Era una sugerencia inevitablemente práctica. A Cordelia le repugnaba la indignidad de bajar a Rosemont desnudo a la tierra, pero deseó al mismo tiempo haberlo pensado antes, cuando Dubauer tenía tanto frío. Sacó el uniforme de los miembros ya tiesos con la macabra sensación de que estaba desnudando un muñeco gigantesco, y luego lo arrojaron a la fosa. Rosemont cayó de espaldas con un golpe ahogado.

—Espere un momento.

Sacó el pañuelo de Rosemont del bolsillo de su uniforme y saltó a la tumba y resbaló con el cadáver. Extendió el pañuelo sobre su rostro. Era un pequeño gesto de desafío a la realidad, pero se sintió mejor por hacerlo. Vorkosigan le sujetó la mano y la aupó.

—Muy bien.

Volvieron a verter la tierra en el agujero mucho más rápidamente de lo que la habían excavado, y la apisonaron lo mejor posible caminando sobre ella.

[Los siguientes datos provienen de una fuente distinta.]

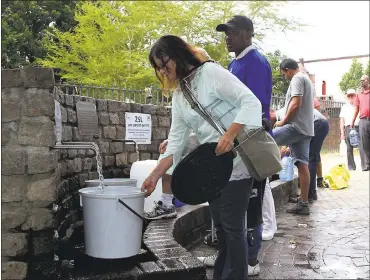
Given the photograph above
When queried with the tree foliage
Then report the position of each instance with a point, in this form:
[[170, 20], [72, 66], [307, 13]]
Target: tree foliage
[[351, 79], [23, 25], [111, 41], [367, 70]]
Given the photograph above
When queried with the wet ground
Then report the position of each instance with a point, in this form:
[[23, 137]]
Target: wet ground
[[335, 243]]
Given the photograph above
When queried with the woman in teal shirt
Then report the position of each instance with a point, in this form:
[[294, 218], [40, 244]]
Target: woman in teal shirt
[[237, 108]]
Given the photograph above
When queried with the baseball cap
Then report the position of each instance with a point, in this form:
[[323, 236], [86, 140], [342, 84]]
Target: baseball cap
[[236, 22], [350, 91]]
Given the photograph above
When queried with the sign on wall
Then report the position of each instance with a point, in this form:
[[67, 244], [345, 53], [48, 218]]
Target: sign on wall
[[139, 127]]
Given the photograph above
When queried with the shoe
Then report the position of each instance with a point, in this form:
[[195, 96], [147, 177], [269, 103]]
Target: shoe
[[208, 261], [160, 211], [312, 197], [266, 236], [299, 209], [254, 270], [208, 240]]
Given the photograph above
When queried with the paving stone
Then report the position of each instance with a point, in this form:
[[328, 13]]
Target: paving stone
[[335, 244]]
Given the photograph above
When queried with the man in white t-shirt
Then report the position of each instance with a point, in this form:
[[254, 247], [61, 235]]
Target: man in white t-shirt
[[346, 114]]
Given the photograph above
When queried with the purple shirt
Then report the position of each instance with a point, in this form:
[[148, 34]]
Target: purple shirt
[[254, 71]]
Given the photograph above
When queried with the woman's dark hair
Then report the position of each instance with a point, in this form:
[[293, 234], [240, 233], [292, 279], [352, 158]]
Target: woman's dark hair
[[288, 63], [179, 51]]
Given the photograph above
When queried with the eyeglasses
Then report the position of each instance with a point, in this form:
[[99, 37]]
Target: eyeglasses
[[164, 64]]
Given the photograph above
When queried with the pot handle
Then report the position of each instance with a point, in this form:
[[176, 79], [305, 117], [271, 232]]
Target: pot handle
[[133, 211]]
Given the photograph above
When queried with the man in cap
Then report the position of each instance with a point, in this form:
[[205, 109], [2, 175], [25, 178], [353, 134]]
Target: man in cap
[[346, 114], [362, 103], [253, 69]]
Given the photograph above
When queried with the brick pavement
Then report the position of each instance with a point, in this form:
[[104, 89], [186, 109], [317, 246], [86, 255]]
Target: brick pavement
[[335, 243]]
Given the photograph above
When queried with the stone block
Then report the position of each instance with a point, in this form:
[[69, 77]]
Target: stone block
[[13, 161], [11, 78], [164, 121], [37, 131], [78, 98], [63, 111], [72, 153], [109, 132], [116, 147], [121, 159], [41, 162], [117, 106], [13, 188], [87, 163], [120, 132], [67, 134], [103, 147], [122, 118], [76, 136], [14, 270], [148, 109], [103, 118], [37, 77], [10, 110], [159, 133], [5, 135], [77, 165], [59, 96], [155, 156], [145, 156], [69, 100], [132, 157], [13, 214], [38, 102], [109, 161], [154, 121], [42, 191], [101, 105], [14, 244], [39, 219], [113, 118], [72, 116], [135, 108]]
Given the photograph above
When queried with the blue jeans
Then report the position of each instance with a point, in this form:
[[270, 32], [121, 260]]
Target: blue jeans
[[228, 213], [321, 131], [299, 143]]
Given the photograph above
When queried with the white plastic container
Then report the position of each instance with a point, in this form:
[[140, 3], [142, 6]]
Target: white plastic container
[[111, 230], [140, 170], [112, 182], [120, 182]]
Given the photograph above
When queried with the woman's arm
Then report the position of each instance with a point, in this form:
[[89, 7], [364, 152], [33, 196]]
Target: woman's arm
[[229, 88]]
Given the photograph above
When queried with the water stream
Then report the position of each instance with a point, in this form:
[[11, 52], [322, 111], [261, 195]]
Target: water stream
[[99, 165]]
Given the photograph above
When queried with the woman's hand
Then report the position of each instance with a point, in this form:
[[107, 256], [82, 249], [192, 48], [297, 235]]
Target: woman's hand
[[163, 146], [225, 144], [284, 151], [149, 184]]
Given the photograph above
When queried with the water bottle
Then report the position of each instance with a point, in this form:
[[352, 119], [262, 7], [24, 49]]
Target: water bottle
[[286, 174], [354, 137]]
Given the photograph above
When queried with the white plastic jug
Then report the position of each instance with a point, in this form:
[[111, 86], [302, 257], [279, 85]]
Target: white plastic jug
[[140, 170], [343, 148]]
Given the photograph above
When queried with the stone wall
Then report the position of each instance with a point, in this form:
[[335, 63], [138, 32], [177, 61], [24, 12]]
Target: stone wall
[[40, 202]]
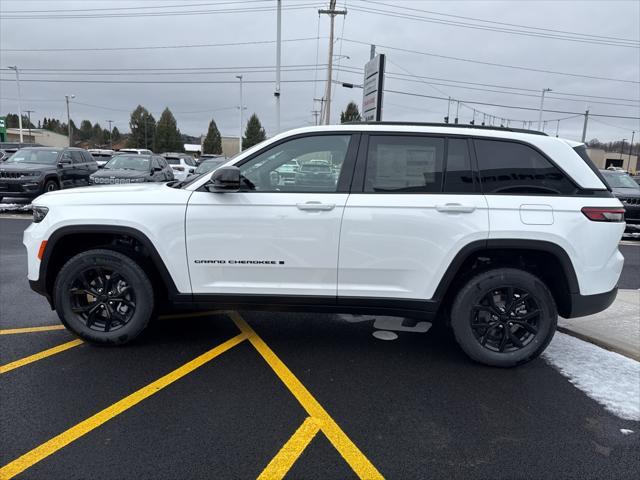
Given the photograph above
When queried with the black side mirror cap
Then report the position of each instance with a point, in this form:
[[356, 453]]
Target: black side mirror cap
[[225, 179]]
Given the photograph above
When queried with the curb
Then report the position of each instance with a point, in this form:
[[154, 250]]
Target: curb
[[629, 353]]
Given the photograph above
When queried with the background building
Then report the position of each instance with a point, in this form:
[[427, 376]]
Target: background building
[[603, 159], [46, 138]]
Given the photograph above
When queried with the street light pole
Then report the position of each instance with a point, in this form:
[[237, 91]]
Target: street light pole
[[239, 77], [110, 135], [15, 67], [278, 58], [544, 90], [29, 112], [69, 119]]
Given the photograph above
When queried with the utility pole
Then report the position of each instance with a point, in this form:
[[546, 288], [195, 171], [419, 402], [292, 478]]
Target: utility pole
[[544, 90], [69, 119], [239, 77], [15, 67], [110, 135], [633, 135], [278, 57], [332, 12], [315, 114], [584, 127], [29, 112]]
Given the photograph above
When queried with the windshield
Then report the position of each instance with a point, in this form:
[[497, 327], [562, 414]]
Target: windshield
[[208, 166], [620, 180], [128, 162], [28, 155]]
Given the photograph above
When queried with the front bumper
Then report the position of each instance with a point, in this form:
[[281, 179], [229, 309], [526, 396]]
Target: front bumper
[[583, 305]]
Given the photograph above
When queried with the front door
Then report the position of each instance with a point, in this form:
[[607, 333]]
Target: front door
[[418, 205], [279, 234]]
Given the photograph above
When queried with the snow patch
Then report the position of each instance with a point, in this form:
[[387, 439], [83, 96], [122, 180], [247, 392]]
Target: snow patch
[[607, 377]]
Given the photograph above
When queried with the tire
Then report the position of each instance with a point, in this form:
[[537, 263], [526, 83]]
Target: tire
[[496, 324], [104, 297], [50, 186]]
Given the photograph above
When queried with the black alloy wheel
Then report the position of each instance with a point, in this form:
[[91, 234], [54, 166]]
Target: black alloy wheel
[[505, 319], [102, 298]]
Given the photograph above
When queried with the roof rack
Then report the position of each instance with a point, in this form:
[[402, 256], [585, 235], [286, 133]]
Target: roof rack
[[452, 125]]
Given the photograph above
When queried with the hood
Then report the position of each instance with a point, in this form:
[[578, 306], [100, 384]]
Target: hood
[[25, 167], [119, 173]]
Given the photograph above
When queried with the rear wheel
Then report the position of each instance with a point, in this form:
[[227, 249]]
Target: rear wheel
[[104, 297], [504, 317]]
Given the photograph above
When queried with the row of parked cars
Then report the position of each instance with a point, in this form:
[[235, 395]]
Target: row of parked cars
[[31, 171]]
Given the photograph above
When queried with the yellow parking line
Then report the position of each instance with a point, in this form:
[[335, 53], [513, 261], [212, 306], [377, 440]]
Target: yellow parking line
[[341, 442], [191, 315], [39, 356], [12, 331], [290, 451], [65, 438]]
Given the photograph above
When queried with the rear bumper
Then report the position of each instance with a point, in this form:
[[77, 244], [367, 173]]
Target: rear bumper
[[583, 305]]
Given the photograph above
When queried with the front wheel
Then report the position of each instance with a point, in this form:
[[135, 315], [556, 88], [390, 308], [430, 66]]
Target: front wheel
[[104, 297], [504, 317]]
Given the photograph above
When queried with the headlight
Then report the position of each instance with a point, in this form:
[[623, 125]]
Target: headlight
[[39, 213]]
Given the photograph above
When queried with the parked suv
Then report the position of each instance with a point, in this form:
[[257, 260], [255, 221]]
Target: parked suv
[[32, 171], [493, 231], [133, 168], [182, 164]]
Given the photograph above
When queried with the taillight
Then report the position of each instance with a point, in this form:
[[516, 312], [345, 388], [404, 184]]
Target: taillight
[[604, 214]]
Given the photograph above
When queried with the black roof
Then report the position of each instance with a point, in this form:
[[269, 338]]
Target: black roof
[[452, 125]]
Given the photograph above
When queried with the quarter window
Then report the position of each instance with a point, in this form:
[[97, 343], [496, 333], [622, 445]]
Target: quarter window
[[404, 164], [514, 168], [306, 164], [458, 177]]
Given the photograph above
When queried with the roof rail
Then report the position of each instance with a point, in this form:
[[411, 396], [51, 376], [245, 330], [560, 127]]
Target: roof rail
[[451, 125]]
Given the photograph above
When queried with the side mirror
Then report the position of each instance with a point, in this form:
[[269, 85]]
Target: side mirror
[[225, 179]]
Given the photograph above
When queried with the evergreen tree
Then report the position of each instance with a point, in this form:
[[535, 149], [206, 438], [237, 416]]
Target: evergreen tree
[[254, 133], [143, 127], [86, 130], [213, 140], [168, 138], [350, 114]]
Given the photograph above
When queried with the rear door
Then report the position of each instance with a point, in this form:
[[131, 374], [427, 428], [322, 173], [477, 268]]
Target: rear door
[[273, 237], [414, 205]]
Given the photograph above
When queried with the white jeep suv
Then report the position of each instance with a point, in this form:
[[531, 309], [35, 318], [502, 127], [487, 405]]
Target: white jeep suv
[[493, 231]]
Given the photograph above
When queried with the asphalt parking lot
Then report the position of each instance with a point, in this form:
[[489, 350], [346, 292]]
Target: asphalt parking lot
[[247, 394]]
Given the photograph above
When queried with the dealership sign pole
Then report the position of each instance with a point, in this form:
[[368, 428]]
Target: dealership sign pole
[[373, 87]]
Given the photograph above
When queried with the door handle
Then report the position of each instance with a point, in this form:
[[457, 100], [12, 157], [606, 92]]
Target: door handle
[[316, 206], [455, 208]]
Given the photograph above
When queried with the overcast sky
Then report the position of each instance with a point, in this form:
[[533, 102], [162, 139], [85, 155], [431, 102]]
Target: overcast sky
[[393, 25]]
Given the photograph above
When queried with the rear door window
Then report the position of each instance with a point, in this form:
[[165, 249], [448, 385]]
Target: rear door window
[[518, 169], [404, 164]]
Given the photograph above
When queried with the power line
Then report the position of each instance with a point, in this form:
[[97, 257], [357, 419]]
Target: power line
[[509, 106], [153, 47], [394, 14], [174, 13], [502, 65], [550, 30], [135, 8]]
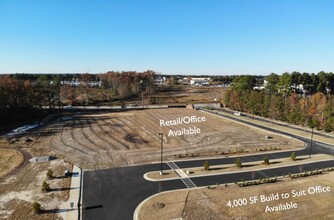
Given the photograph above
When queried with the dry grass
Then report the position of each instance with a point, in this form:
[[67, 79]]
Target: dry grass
[[20, 190], [95, 141], [212, 203], [10, 159]]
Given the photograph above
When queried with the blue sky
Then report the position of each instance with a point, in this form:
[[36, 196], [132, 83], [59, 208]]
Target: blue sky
[[168, 36]]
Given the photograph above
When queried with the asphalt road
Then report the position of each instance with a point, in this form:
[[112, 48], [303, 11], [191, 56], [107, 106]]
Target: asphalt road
[[115, 193]]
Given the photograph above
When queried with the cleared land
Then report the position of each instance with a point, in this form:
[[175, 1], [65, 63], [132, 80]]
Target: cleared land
[[207, 203], [20, 190], [104, 140], [10, 159]]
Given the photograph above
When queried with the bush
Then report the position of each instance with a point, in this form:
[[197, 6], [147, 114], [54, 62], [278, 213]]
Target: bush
[[49, 174], [206, 165], [238, 163], [293, 156], [36, 207], [45, 187], [266, 159]]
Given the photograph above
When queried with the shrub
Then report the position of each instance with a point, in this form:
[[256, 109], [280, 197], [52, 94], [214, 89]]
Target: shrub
[[293, 156], [206, 165], [266, 159], [49, 174], [36, 207], [238, 162]]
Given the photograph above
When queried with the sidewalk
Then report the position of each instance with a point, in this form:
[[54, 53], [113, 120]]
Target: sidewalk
[[69, 209]]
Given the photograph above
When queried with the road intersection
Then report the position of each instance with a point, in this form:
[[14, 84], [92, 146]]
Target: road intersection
[[115, 193]]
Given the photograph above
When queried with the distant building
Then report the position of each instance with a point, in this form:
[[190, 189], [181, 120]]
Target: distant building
[[160, 80], [200, 81]]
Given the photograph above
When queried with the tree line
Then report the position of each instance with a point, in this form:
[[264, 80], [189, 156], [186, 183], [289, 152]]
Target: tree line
[[281, 99], [23, 96]]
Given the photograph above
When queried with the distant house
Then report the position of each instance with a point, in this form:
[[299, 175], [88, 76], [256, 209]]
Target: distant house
[[160, 80], [261, 87], [200, 81]]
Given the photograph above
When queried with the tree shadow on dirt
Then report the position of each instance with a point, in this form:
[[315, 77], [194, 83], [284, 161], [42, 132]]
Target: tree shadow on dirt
[[134, 138]]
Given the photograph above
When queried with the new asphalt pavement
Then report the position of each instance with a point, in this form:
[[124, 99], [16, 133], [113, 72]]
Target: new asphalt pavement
[[115, 193]]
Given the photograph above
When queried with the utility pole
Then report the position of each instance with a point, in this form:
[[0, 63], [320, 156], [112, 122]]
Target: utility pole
[[311, 143], [161, 136]]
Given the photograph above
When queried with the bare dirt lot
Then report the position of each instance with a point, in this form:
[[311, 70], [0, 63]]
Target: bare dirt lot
[[104, 140], [213, 203], [21, 189]]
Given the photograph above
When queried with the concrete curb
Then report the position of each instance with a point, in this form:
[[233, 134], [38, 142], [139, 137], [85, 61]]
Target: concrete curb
[[231, 172]]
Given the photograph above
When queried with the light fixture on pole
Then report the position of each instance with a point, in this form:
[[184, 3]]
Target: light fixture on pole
[[311, 143], [161, 136]]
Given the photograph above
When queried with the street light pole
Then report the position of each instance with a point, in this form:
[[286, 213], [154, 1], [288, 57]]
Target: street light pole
[[142, 100], [311, 143], [161, 136]]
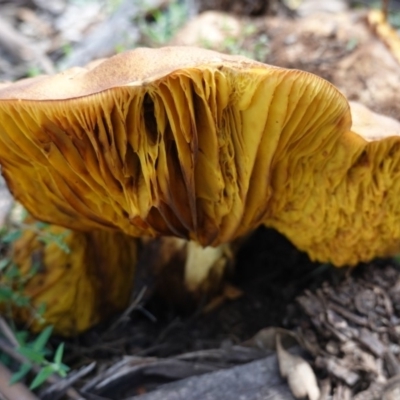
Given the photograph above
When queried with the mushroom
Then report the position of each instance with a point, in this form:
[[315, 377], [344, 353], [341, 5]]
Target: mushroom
[[80, 283], [203, 146]]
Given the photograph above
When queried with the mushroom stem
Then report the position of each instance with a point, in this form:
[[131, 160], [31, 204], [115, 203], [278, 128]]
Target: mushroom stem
[[205, 266]]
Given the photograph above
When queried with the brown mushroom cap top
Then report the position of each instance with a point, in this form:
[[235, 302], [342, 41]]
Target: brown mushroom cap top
[[133, 68], [176, 141]]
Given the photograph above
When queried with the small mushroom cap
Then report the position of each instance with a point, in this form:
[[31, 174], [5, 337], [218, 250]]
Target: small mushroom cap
[[79, 287], [173, 141]]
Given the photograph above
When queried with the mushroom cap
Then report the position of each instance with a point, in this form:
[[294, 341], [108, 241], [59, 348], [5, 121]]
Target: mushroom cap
[[341, 203], [81, 287], [173, 141]]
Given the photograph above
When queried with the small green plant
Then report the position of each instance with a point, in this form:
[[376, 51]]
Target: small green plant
[[12, 295], [36, 353], [250, 44], [164, 24]]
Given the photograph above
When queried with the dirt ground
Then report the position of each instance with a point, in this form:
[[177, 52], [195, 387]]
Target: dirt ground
[[348, 321]]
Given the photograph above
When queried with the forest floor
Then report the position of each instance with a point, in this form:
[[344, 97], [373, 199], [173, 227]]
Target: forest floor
[[345, 322]]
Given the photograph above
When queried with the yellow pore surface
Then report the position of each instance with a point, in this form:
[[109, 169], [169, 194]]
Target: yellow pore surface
[[78, 288], [200, 145]]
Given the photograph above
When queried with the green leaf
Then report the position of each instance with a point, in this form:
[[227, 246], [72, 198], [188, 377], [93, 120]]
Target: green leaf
[[23, 370], [59, 354], [32, 355], [43, 338], [42, 376], [41, 225]]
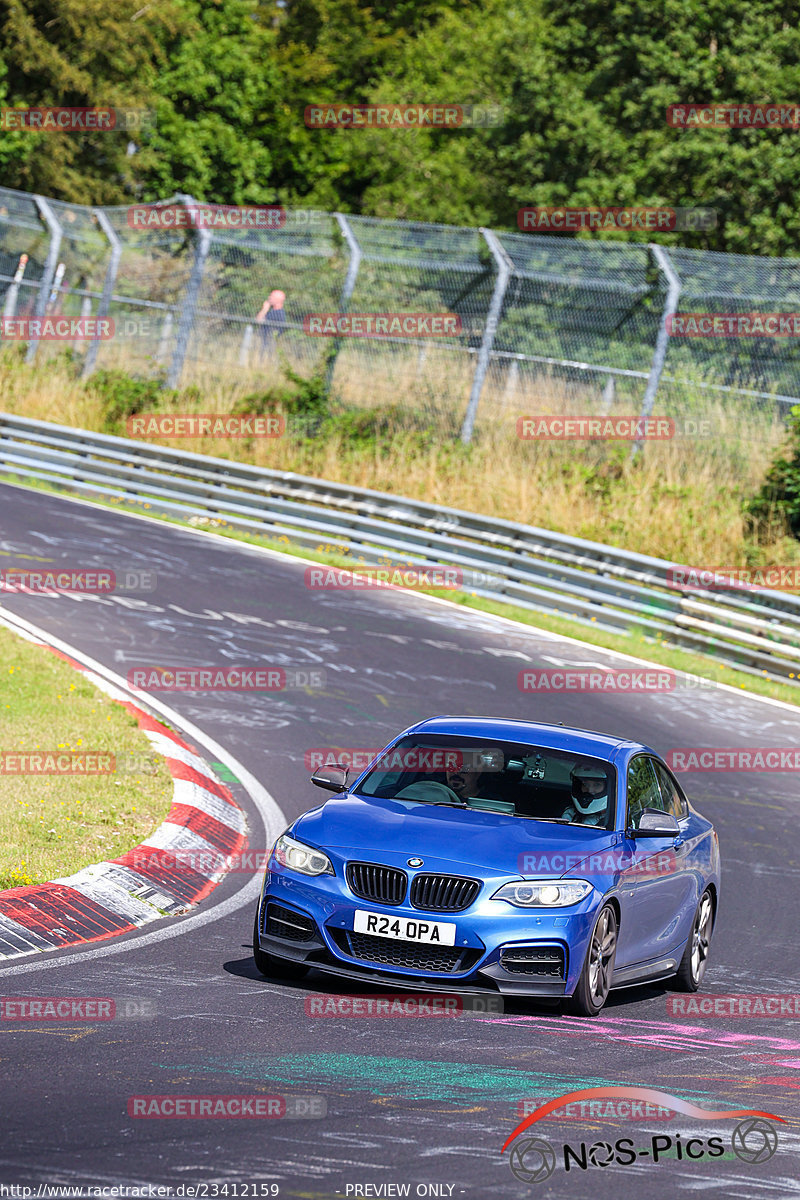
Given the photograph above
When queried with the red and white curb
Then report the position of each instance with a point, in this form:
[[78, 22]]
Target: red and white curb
[[204, 828]]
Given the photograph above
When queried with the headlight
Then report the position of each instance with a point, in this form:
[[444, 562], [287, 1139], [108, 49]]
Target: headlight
[[301, 858], [543, 893]]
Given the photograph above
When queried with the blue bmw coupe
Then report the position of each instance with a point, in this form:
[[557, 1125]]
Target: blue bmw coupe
[[500, 856]]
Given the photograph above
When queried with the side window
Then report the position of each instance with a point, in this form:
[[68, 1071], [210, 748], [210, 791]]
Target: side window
[[642, 790], [674, 802]]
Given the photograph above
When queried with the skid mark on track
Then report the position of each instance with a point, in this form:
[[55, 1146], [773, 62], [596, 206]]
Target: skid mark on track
[[668, 1036], [411, 1078]]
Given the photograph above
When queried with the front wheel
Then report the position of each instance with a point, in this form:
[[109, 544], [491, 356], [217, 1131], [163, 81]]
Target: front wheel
[[272, 967], [690, 973], [595, 979]]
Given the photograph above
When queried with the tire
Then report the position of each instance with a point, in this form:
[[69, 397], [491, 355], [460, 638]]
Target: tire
[[690, 973], [595, 979], [275, 969]]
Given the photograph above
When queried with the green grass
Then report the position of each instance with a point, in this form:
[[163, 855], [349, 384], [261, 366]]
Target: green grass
[[635, 643], [50, 826]]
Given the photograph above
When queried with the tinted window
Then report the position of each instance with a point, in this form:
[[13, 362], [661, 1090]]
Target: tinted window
[[674, 802], [512, 778], [642, 790]]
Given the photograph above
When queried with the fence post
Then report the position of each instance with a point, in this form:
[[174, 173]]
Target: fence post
[[347, 289], [609, 396], [662, 341], [12, 294], [50, 264], [505, 267], [108, 287], [244, 349], [202, 247]]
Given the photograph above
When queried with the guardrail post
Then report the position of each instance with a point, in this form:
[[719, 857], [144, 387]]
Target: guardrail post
[[347, 289], [246, 342], [505, 267], [202, 247], [50, 265], [662, 341], [108, 287]]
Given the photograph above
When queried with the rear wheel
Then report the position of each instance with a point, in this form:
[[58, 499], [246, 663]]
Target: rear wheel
[[595, 979], [272, 967], [690, 973]]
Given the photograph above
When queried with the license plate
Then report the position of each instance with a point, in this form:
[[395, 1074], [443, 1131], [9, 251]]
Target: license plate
[[405, 929]]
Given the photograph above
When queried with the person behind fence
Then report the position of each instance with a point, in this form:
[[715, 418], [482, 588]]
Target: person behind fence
[[271, 319]]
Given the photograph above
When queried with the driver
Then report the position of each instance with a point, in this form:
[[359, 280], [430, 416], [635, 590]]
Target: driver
[[469, 779], [589, 804], [465, 783]]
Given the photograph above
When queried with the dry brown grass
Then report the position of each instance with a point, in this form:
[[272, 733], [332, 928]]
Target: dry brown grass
[[681, 499]]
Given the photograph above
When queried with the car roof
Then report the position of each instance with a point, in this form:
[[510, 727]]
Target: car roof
[[554, 737]]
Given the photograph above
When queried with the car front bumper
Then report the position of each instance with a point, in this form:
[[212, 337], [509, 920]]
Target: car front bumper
[[499, 948]]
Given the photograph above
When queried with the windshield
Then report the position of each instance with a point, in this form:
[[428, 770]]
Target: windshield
[[515, 778]]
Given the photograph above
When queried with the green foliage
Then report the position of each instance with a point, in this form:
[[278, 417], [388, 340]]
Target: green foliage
[[122, 396], [584, 90], [779, 499]]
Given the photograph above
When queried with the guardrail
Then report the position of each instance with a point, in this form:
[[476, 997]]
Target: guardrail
[[758, 630]]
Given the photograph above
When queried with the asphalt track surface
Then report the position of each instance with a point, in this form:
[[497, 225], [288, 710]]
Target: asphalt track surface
[[425, 1103]]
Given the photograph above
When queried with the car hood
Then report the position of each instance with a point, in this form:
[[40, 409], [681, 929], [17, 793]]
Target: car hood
[[355, 826]]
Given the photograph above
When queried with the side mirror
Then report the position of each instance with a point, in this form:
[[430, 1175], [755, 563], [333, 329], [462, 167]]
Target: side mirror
[[655, 823], [332, 779]]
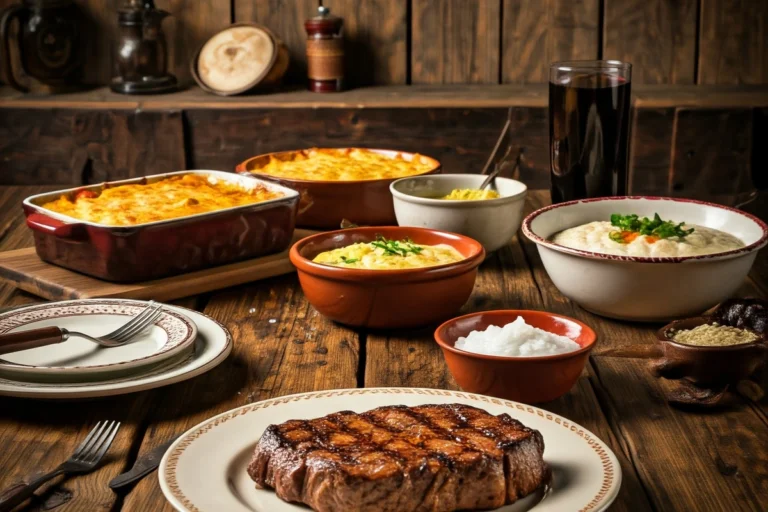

—¿Desea realizar algún tipo de ceremonia? —preguntó Vorkosigan.

Cordelia sacudió la cabeza, pues no le apetecía recitar el vago servicio funeral oficial. Pero se arrodilló junto a la tumba durante unos minutos y rezó una oración más seria, menos segura por sus muertos. La oración pareció revolotear y desvanecerse en el vacío, tan silenciosa como una pluma.

Vorkosigan esperó paciente a que se levantara.

—Es bastante tarde —dijo—, y hemos visto tres buenas razones para no ir dando tumbos en la oscuridad. Bien podemos quedarnos aquí hasta el amanecer. Yo me encargaré de la primera guardia. ¿Todavía quiere golpear mi cabeza con una roca?

—En este momento, no —respondió ella con sinceridad.

—Muy bien. La despertaré más tarde.

Vorkosigan empezó su guardia con una patrulla del perímetro del calvero, llevándose la bengala consigo, que temblequeó entre la negra distancia como una luciérnaga cautiva. Cordelia se tendió junto a Dubauer. Las estrellas titilaban débilmente a través de la bruma. ¿Podría una de ellas ser todavía su nave, o la de Vorkosigan? No era probable, a la distancia a la que sin duda estaban ya.

Se sintió vacía. Energía, voluntad, deseo resbalaban entre sus dedos como líquido brillante, absorbidos por una especie de arena infinita. Miró a Dubauer, tendido a su lado, y apartó su mente del fácil vórtice de la desesperación. Todavía soy comandante, se dijo a sí misma bruscamente; tengo el mando. Todavía me sirves, alférez, aunque no puedas servirte a ti mismo…

La idea pareció el hilo que conducía a una gran reflexión, pero se fundió en sus manos, y poco después se quedó dormida.